On Black Life, Red Planet—the latest offering from gum.mp3—terrestrial turmoil urges a philosophically sonic contemplation of the celestial. Like the multimedia talents and interests of its creator, the record’s thematic elements are informed by a constellation of research and retrospection. Two years in the making, Black Life, Red Planet began as a concept album titled To Mars, From My Apartment, with both its title and aesthetics drawing heavily from a 1985 installation by Ilya Kabakov called “The Man Who Flew Into Space from His Apartment.” Yet it was also informed by readings on Pan-African Social Ecology, deep dives into video essays on Hermeticism, and a desire to preserve cycles of musical history within his music.
If this is your first encounter with the turbulent electro-funk soundscapes that gum.mp3 has earned a reputation for conjuring—strap yourself in for an interstellar romp through nebulous loops of hyper-kinetic drums and incantatory vocal samples.

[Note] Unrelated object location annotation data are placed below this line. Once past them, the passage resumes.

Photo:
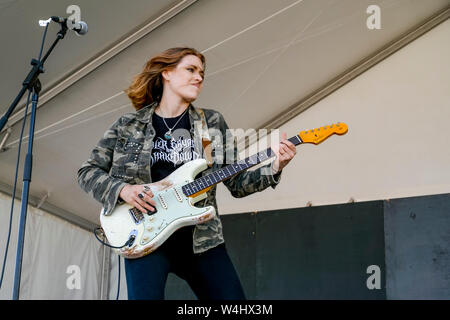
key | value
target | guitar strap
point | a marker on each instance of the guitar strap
(206, 139)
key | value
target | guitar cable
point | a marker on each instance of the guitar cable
(129, 242)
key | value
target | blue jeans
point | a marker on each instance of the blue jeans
(211, 274)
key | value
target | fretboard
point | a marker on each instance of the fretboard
(230, 170)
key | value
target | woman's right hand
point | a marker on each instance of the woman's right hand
(139, 197)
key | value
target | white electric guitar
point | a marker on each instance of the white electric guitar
(134, 234)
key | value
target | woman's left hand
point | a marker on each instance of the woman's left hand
(285, 151)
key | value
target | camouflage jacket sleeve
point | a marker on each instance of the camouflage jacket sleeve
(94, 177)
(250, 181)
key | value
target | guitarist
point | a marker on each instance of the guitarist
(146, 146)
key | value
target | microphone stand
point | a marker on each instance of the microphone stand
(33, 84)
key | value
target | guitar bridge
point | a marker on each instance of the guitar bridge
(137, 215)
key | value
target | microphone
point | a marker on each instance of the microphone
(79, 27)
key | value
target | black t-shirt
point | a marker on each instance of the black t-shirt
(170, 154)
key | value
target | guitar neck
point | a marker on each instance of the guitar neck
(228, 171)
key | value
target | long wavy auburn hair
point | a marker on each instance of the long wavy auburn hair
(147, 86)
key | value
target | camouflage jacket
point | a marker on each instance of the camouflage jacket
(123, 156)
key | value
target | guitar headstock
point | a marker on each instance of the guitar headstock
(317, 135)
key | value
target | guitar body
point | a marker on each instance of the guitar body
(173, 211)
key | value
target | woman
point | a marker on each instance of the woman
(145, 147)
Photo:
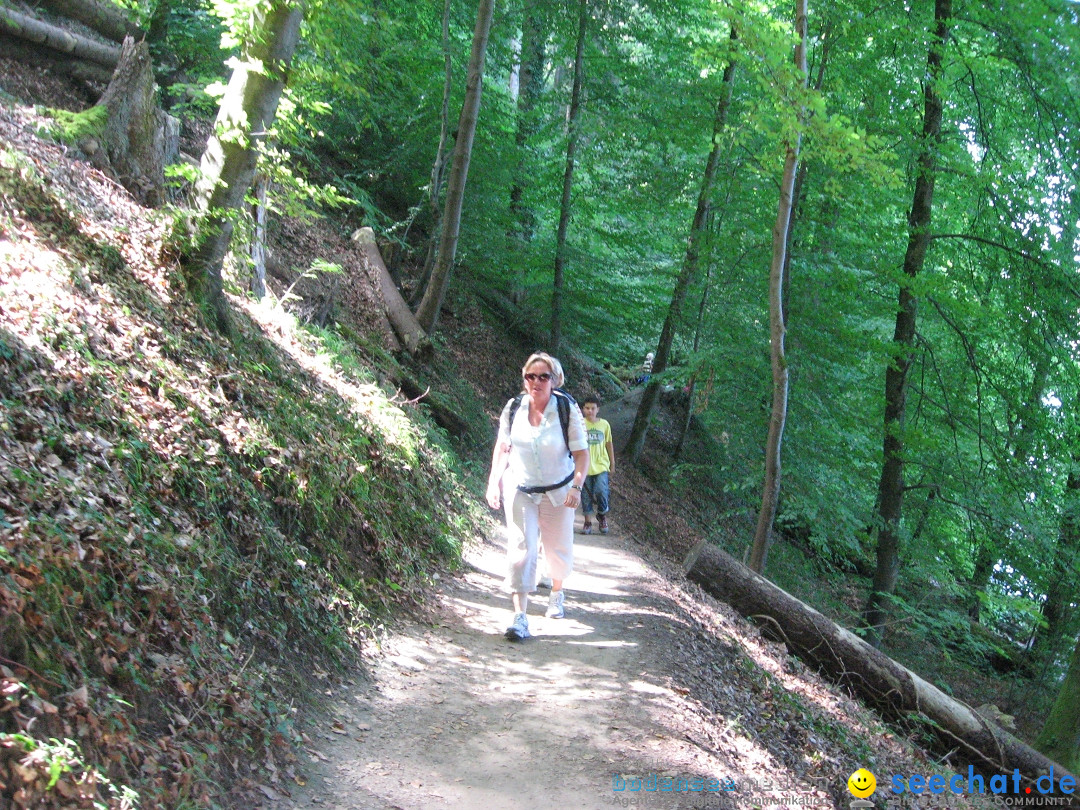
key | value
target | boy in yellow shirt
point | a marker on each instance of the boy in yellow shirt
(596, 491)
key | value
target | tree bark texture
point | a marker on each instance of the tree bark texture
(432, 301)
(770, 491)
(404, 323)
(29, 53)
(637, 433)
(243, 120)
(104, 17)
(891, 484)
(134, 137)
(564, 208)
(57, 39)
(848, 660)
(1060, 738)
(259, 241)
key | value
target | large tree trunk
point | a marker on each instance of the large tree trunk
(104, 17)
(433, 295)
(564, 210)
(405, 325)
(770, 493)
(134, 136)
(439, 164)
(847, 659)
(636, 442)
(1060, 738)
(228, 165)
(891, 485)
(57, 39)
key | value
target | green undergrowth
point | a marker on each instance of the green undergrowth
(193, 527)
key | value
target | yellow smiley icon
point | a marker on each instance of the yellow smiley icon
(862, 783)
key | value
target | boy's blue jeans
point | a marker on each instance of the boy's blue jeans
(595, 495)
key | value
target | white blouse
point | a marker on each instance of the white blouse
(538, 455)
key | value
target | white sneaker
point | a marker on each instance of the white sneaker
(518, 631)
(555, 605)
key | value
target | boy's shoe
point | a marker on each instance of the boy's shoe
(518, 631)
(555, 605)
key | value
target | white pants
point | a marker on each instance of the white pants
(531, 518)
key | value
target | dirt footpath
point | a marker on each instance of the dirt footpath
(458, 717)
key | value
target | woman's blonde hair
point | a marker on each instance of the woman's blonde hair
(553, 364)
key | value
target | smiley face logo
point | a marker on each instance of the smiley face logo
(862, 783)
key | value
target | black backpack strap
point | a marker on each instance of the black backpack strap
(563, 405)
(514, 404)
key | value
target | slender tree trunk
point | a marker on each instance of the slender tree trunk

Taking sonic inspiration from the drum and bass ambiance of A Guy Called Gerald’s monumental Black Secret Technology. The aptly titled “Spacey” launches you with its oscillating rhythm toward heady collisions like meteoric showers as the rest of the world, to the tune of radiant riffs, goes spinning by. “Compression,” co-produced with frequent collaborator dazegxd, pairs that frenetic percussiveness with a void of effervescent atmospherics.
Both exude the album’s fluid transcendence and sublime tension—a mood perfected amidst the mercurial wanderings of “Mars and Its Moons.” Joined by Harrison on keys and 48th Street on guitar, the track grows out of a gloaming veil of instrumentals made all the more ethereal by the ululations that echo in earnestness behind them. Similarly, “Believe” (feat. swoozydolphin) voices the urgent focus on acts of worship that simmer throughout Black Life, Red Planet. As gum.mp3 guides you through orbit—a journey that takes a stunningly dynamic turn on “Deimos,” where spiraling house anthemics give way to luxuriant keys illustrating the ominous majesty of the Mars satellites—he focuses his rhapsody on the planet with thoughtful intent.
Across the record, gum.mp3 coalesces a compelling revision of his distinctly Afrofuturist vision that side-steps the pitfalls of off-world escapism in favor of a personal meditation. Zeroing in on a childhood reverence for the rust-hued planet its title alludes to in the process. “Knowingness” bends those intentions with bluesy guitar warbles and smokey affirmations of emotional insight, while the far more concussive “Blue Period,” still scintillating with keys, envelops you in the mystic wonder of its sampled wails.
Black Life, Red Planet ends with “Colors,” an ecstatically trudging dance piece that fuses gum.mp3’s sprawling electronica tastes into a thrumming, self-propelling cosmic banger. The track speaks to the exigent and soulful need to incept a new but no less captivating mythos for the planet that floats—locked by forces as potent as gravity—in the mind’s eye of the album’s author. As you start to vaporize to the beat of its light speed locomotion, resounding with words invoking Mother Nature, you arrive at what can only be described as its paradoxical destination. Not a temporal place but rather a purposeful flux. A willful and daring rumination of spirituality through the spherical lens of celestial bodies—perpetually daunting and transfixing to all who look up in awe.